Kingsman: El círculo de oro

El cine, como cualquier arte, admite diversos tonos, matices y enfoques. A menudo, empero, olvidamos que, como medio esencialmente dinámico, la acción es uno de los asuntos cinematográficos más complicados. Es habitual toparse con películas de muchos millones y/o ínfulas que fracasan a la hora de presentarnos escenas de acción que consigan combinar con éxito la espectacularidad con la coherencia.

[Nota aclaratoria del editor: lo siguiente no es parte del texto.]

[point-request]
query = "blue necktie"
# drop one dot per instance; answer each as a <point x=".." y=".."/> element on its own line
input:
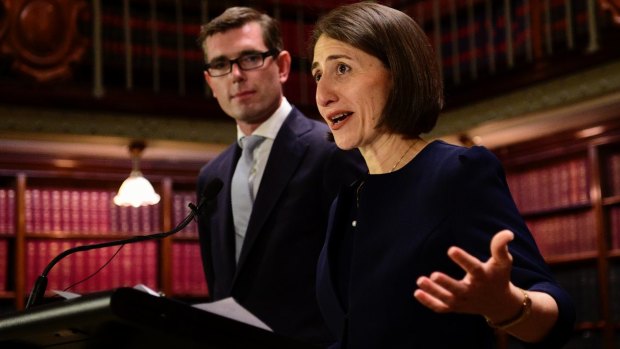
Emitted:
<point x="242" y="193"/>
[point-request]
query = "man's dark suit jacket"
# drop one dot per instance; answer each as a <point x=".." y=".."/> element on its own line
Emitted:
<point x="275" y="276"/>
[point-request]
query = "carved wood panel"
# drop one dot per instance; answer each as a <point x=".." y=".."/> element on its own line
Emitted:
<point x="41" y="36"/>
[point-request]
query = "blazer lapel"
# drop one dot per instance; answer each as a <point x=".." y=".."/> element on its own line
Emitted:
<point x="287" y="152"/>
<point x="222" y="237"/>
<point x="334" y="310"/>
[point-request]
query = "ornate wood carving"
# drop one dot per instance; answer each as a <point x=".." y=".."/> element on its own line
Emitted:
<point x="612" y="6"/>
<point x="41" y="36"/>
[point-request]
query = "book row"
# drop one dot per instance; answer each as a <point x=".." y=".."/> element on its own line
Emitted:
<point x="4" y="264"/>
<point x="564" y="234"/>
<point x="91" y="212"/>
<point x="476" y="38"/>
<point x="614" y="227"/>
<point x="7" y="211"/>
<point x="550" y="187"/>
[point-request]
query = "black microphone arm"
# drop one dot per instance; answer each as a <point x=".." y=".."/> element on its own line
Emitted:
<point x="211" y="190"/>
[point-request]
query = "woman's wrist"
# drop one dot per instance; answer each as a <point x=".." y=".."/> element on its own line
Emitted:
<point x="524" y="312"/>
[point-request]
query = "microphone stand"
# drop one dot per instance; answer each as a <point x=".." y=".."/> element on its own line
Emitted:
<point x="41" y="283"/>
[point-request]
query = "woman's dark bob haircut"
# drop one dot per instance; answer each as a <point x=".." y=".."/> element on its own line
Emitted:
<point x="396" y="40"/>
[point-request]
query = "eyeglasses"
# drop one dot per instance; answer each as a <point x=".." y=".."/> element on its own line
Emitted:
<point x="221" y="67"/>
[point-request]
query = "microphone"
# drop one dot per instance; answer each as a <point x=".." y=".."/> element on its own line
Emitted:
<point x="211" y="190"/>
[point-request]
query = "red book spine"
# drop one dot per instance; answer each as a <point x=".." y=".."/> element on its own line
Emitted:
<point x="3" y="264"/>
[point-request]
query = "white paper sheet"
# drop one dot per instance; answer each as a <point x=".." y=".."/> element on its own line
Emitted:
<point x="229" y="308"/>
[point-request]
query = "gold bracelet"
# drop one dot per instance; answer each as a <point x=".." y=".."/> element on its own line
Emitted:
<point x="526" y="309"/>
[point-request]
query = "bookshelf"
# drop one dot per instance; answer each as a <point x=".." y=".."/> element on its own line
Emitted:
<point x="567" y="187"/>
<point x="45" y="209"/>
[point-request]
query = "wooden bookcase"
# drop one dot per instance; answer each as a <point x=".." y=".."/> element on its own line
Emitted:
<point x="567" y="187"/>
<point x="46" y="209"/>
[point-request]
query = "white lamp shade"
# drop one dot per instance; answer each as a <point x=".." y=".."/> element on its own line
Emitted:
<point x="136" y="191"/>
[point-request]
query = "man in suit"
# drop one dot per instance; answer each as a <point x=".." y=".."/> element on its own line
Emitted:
<point x="270" y="267"/>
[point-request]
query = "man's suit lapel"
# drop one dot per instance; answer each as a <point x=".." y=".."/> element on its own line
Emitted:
<point x="287" y="152"/>
<point x="227" y="243"/>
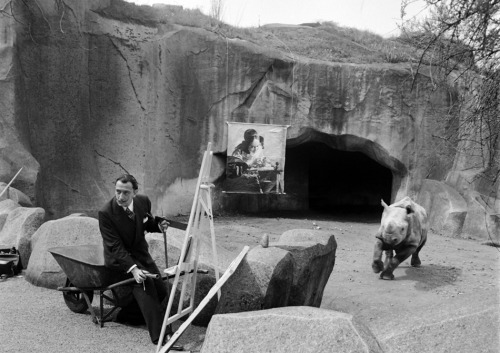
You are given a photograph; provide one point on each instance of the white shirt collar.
(131, 206)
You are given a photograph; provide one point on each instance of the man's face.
(254, 147)
(124, 193)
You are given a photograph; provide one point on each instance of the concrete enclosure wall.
(96, 93)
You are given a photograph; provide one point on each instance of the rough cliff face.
(88, 94)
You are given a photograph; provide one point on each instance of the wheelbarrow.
(86, 274)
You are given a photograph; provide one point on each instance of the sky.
(378, 16)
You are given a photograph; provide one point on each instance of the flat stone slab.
(291, 329)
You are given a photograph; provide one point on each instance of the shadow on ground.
(431, 276)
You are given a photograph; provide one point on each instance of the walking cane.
(164, 231)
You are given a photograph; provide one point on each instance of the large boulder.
(314, 254)
(446, 208)
(262, 281)
(15, 195)
(289, 329)
(6, 206)
(19, 227)
(43, 270)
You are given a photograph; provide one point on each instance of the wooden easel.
(188, 261)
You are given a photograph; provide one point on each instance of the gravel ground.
(34, 319)
(453, 295)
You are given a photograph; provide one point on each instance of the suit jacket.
(123, 239)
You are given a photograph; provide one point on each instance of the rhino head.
(395, 223)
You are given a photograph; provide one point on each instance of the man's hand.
(164, 225)
(139, 275)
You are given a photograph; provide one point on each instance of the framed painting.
(255, 158)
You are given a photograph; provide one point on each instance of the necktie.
(129, 213)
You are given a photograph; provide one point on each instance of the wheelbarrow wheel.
(75, 300)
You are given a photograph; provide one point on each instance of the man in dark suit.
(123, 222)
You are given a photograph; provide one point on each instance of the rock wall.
(92, 91)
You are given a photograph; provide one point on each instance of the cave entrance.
(340, 174)
(332, 180)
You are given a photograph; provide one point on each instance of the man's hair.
(127, 178)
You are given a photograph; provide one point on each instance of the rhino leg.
(389, 265)
(415, 260)
(394, 262)
(377, 264)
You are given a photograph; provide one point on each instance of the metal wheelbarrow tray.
(86, 273)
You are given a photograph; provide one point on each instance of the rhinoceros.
(403, 230)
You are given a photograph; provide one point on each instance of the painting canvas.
(255, 158)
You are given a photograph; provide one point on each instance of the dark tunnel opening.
(335, 181)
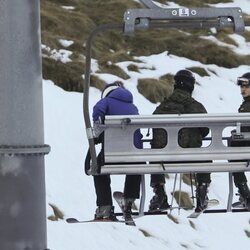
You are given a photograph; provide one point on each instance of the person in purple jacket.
(115, 100)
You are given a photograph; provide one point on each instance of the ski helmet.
(184, 79)
(110, 87)
(244, 80)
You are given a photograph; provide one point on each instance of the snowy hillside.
(73, 192)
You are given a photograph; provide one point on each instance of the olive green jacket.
(180, 102)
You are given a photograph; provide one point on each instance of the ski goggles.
(241, 81)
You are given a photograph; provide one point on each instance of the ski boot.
(244, 195)
(127, 211)
(201, 197)
(105, 213)
(159, 202)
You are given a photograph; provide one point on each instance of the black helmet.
(244, 80)
(110, 87)
(184, 79)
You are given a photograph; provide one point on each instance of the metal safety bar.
(122, 157)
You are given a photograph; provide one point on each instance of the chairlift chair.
(125, 158)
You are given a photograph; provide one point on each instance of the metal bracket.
(140, 18)
(149, 4)
(24, 150)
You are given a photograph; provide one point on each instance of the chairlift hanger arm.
(224, 17)
(89, 129)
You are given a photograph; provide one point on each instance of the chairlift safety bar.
(121, 156)
(156, 17)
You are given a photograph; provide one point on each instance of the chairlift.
(124, 158)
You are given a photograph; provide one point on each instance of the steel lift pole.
(22, 149)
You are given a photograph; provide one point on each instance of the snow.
(73, 193)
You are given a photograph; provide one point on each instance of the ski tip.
(117, 193)
(71, 220)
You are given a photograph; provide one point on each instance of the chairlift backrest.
(156, 17)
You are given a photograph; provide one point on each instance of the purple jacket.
(118, 102)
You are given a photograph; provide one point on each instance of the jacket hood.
(181, 96)
(122, 95)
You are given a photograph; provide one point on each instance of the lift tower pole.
(22, 149)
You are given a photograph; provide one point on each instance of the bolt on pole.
(22, 149)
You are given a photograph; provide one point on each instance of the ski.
(74, 221)
(119, 197)
(211, 203)
(238, 204)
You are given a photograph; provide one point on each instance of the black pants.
(239, 177)
(104, 193)
(160, 178)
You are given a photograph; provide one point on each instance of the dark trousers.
(103, 188)
(239, 177)
(160, 179)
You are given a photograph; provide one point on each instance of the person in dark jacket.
(240, 179)
(115, 100)
(180, 102)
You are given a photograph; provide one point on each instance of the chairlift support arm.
(135, 19)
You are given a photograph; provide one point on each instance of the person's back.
(180, 102)
(115, 100)
(240, 179)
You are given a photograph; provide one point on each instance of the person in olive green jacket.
(180, 102)
(240, 179)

John Ford, el más grande entre los grandes, era capaz de rodar planos secuencias como el de Dos cabalgan juntos, besos como los de El hombre tranquilo, magistrales planos líricos como el de la flor sobre el ataúd de El hombre que mató a Liberty Valance. Pero, también y sobre todo, era único a la hora de afrontar las escenas de acción: basta con recordar la espléndida persecución de La diligencia, magistral “cartilla” de lo que debe ser el gran cine de acción.

En 2014 llegó a las pantallas Kingsman: Servicio secreto, parodia de las pelis de James Bond que combinaba, como la primera entrega de Los Vengadores, el humor con la acción. Y, al margen de dos secuencias magistrales –una al son de Free Bird, la otra al de Pompa y Circunstancia–, destacó sobremanera porque sus escenas de acción parecían romper moldes con un inusitado mas hábil movimiento de cámara y un ejemplar manejo del montaje y los efectos especiales.

En Kingsman: El círculo de oro, segunda entrega de las aventuras de estos peculiares agentes al servicio de su majestad británica, Matthew Vaughn –también director de la primera entrega, de X-Men: Primera Generación y de Kick-Ass: Listo de machacar– ha dado un paso más a la hora de presentarnos las escenas de acción, ahora frenéticas secuencias de puñetazos, tiros, explosiones y saltos imposibles mostrados con una lucidez solo al alcance de los más grandes realizadores.

La secuencia inicial del taxi londinense y la gran batalla final juegan a buscar nuevos encuadres y a llevar la combinación de montaje, efectos e imaginación a extremos jamás vistos. Pocas veces me ha asombrado tanto la pura acción, espectáculo pleno y perfectamente inteligible con los modos un tanto “espídicos” del cine contemporáneo. Acción espléndidamente enriquecida con buenos y constantes golpes de humor –cinco o seis de ellos absolutamente memorables–.

Por eso apenas importa que la trama haya perdido la capacidad de sorpresa de la primera; o que el filme se alargue demasiado –no quiero pensar en los 80 minutos de más que tenía el montaje original–; ni que la villana y otros personajes secundarios sean más irritantes que ocurrentes; ni que se juegue sistemáticamente a las improbables resurrecciones; ni que se echen en falta escenas tan soberbias como las citadas en el tercer párrafo; etc.

Kingsman: El círculo de oro, inferior a su predecesora, mantiene la espléndida puesta en escena, el espíritu gamberro –carga velada mas aceradamente contra los nuevos tiempos–, el elenco sobresaliente, la reconfortante mezcla de humor y acción. Pero destaca sobre todo por tratarse, en algunos momentos concretos, de un espectáculo visual de primer orden. Pues también en lo puramente espectacular existen los capaces y los incapaces: en este sentido, Matthew Vaughn podría dar clases a más de uno.

En resumen, me lo pasé estupendamente bien aunque al filme le sobren tres cuartos de hora.